What your plan looks like is up to you, and should be based on your own bandwidth, needs, and the frequency of updates you’ve observed in the past (you might have more testing to do if you have many extensions installed vs. just a few). But we recommend formulating a plan in advance that clearly states:
- When you’ll prepare your test site and try out each release — will you restore backups to your staging site each week and test major releases once each month? Or will you prioritize preparing for major updates ASAP?
- Where you’ll test, whether it’s only your test site or on a secondary site of some kind
- How long the testing period will last
- Who will be involved — will just you try to look for flaws, or will you have other team members or even your family try to look for issues?
- What, specifically, needs to be tested
Once you go through this process a few times, it will probably feel a bit less awkward and a bit more natural, including the process of spotting potential bugs, figuring out which plugins or extensions aren’t playing well together, and working with your development site.

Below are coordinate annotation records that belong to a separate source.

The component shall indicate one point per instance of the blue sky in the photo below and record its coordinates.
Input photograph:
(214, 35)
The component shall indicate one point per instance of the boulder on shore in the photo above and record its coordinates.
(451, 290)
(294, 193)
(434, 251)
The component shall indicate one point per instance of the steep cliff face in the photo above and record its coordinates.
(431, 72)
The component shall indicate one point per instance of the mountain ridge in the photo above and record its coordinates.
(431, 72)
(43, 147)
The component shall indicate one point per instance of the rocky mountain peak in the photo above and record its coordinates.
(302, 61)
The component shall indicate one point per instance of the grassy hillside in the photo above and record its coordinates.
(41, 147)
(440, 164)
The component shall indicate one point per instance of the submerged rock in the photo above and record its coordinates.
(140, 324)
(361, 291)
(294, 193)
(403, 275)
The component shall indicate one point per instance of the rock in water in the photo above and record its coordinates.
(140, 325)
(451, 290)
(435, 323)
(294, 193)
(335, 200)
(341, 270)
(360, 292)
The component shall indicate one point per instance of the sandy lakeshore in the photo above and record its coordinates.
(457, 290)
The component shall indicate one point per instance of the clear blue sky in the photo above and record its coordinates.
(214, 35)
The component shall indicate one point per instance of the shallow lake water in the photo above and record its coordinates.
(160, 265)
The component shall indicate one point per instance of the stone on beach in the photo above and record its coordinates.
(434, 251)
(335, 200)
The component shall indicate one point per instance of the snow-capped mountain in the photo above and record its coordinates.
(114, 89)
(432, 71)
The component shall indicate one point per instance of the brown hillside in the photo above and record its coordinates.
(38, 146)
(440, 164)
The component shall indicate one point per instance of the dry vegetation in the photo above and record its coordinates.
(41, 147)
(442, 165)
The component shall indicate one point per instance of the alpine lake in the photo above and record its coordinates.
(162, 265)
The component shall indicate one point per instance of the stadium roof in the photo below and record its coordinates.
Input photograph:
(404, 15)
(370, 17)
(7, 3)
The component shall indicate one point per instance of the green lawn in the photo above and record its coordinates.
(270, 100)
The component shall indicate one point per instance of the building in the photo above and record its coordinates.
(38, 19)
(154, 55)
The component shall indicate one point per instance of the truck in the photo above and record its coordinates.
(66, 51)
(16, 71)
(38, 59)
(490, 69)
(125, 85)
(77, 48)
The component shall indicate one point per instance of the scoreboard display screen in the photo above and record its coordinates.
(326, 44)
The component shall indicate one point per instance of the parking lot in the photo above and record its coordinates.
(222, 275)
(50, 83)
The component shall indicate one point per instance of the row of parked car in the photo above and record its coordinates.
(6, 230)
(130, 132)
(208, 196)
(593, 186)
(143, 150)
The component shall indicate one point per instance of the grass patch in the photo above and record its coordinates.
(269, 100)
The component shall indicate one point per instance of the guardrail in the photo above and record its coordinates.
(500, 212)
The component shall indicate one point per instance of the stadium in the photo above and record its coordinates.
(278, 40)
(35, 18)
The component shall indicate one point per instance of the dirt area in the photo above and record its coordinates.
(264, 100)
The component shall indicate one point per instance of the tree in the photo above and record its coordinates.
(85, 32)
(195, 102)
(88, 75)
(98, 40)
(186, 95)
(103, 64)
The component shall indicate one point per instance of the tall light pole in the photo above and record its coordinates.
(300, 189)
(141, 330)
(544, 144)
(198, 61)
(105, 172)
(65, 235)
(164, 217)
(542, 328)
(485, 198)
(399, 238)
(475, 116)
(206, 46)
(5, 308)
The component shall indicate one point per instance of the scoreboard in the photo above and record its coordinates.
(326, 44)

One «pro» tip for those of you who have never tested compatibility between plugins, extensions, and themes before: if you run into something weird and aren’t sure what’s causing it, bulk deactivate all of your plugins/extensions and re-activate them one by one until the error re-appears.
Additionally, our support ninjas nearly always recommend switching to Storefront to troubleshoot potential WooCommerce conflicts with third-party themes, so it’s good to have a copy of that on hand if the latest point release suddenly looks funny to you. (Storefront is free, so no need to fork over any hard-earned cash to get a copy for your test site!)

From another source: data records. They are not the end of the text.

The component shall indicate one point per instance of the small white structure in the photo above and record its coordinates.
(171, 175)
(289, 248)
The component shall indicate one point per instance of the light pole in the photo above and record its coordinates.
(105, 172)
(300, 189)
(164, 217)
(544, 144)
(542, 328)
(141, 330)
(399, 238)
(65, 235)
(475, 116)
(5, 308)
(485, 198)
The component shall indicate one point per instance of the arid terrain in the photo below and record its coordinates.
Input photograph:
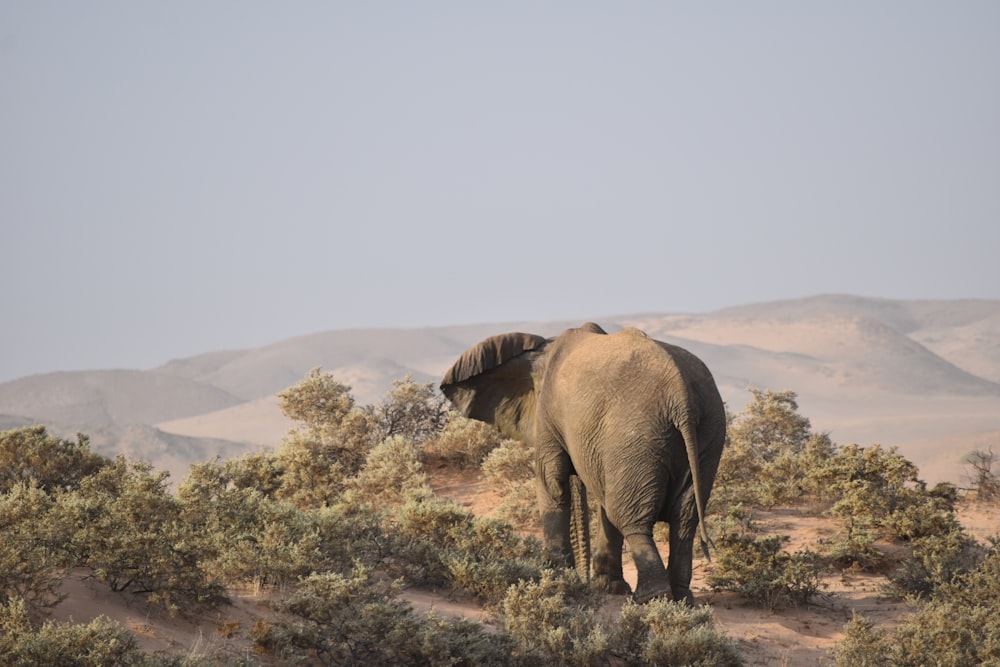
(795, 637)
(923, 376)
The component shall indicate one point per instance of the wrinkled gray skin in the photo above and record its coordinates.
(639, 421)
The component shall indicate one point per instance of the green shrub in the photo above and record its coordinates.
(552, 620)
(510, 471)
(438, 542)
(863, 645)
(463, 442)
(30, 454)
(761, 571)
(770, 452)
(957, 625)
(416, 412)
(877, 488)
(392, 472)
(31, 547)
(358, 619)
(128, 528)
(100, 643)
(855, 548)
(935, 560)
(664, 632)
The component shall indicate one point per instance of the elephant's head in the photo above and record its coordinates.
(496, 382)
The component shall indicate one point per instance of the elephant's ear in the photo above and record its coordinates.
(493, 381)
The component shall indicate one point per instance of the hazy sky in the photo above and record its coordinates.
(180, 177)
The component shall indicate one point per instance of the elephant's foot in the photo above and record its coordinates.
(685, 596)
(645, 594)
(611, 585)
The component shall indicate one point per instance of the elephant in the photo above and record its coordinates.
(639, 421)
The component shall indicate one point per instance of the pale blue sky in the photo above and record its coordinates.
(186, 176)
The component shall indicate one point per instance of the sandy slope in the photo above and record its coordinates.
(798, 637)
(920, 375)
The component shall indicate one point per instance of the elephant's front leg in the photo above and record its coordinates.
(651, 576)
(552, 484)
(608, 544)
(679, 563)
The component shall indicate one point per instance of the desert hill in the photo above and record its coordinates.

Why upgrading without testing won’t always work out
When a major release of WooCommerce is made available, or one of your other plugins or extensions is upgraded, it can be tough to fight that urge to dive right in and see what’s new.
On a personal blog or WordPress-powered website, this approach is usually fine. But as far as your online store is concerned, the best approach is to use caution and always test major updates before activating them. You have much more at stake with your store, and more possibilities for conflicts, both factors which make preparation far more critical.
If you don’t heed our warnings and advice, it’s always possible that nothing bad will happen. Truthfully, for a majority of store owners, the upgrade experience is mostly hassle-free, even without testing. And as mentioned, we dedicate a lot of time and resources to testing the ongoing compatibility of our products.
But again, due to the open source nature of WordPress plugins and themes and third-party WooCommerce extensions, it’s always best to create some backups and test out those updates just in case you find an incompatibility that results in an error or even (yikes) breaks your store.
Sure, you could just wing it…
… but seeing how little effort it takes to get automated updates set up and a staging site prepared, we think it’s worth spending the time (and a little money) to do things right, just in case.
And of course, no matter what your situation is, you can always call on our reliable support ninjas if you run into trouble with any release or upgrade.
Experience smooth sailing with backups and testing for your WooCommerce store
As we mentioned, we pride ourselves on testing WooCommerce and its extensions before any major releases or updates. But the beauty of open source also lends itself to some unpredictability, so even our extensive testing means we can’t catch every bug or conflict possible.
By setting up automated backups and preparing a staging server or test version of your store, you’ll be prepared for major releases or extension updates, no matter when they arrive or how often they roll out.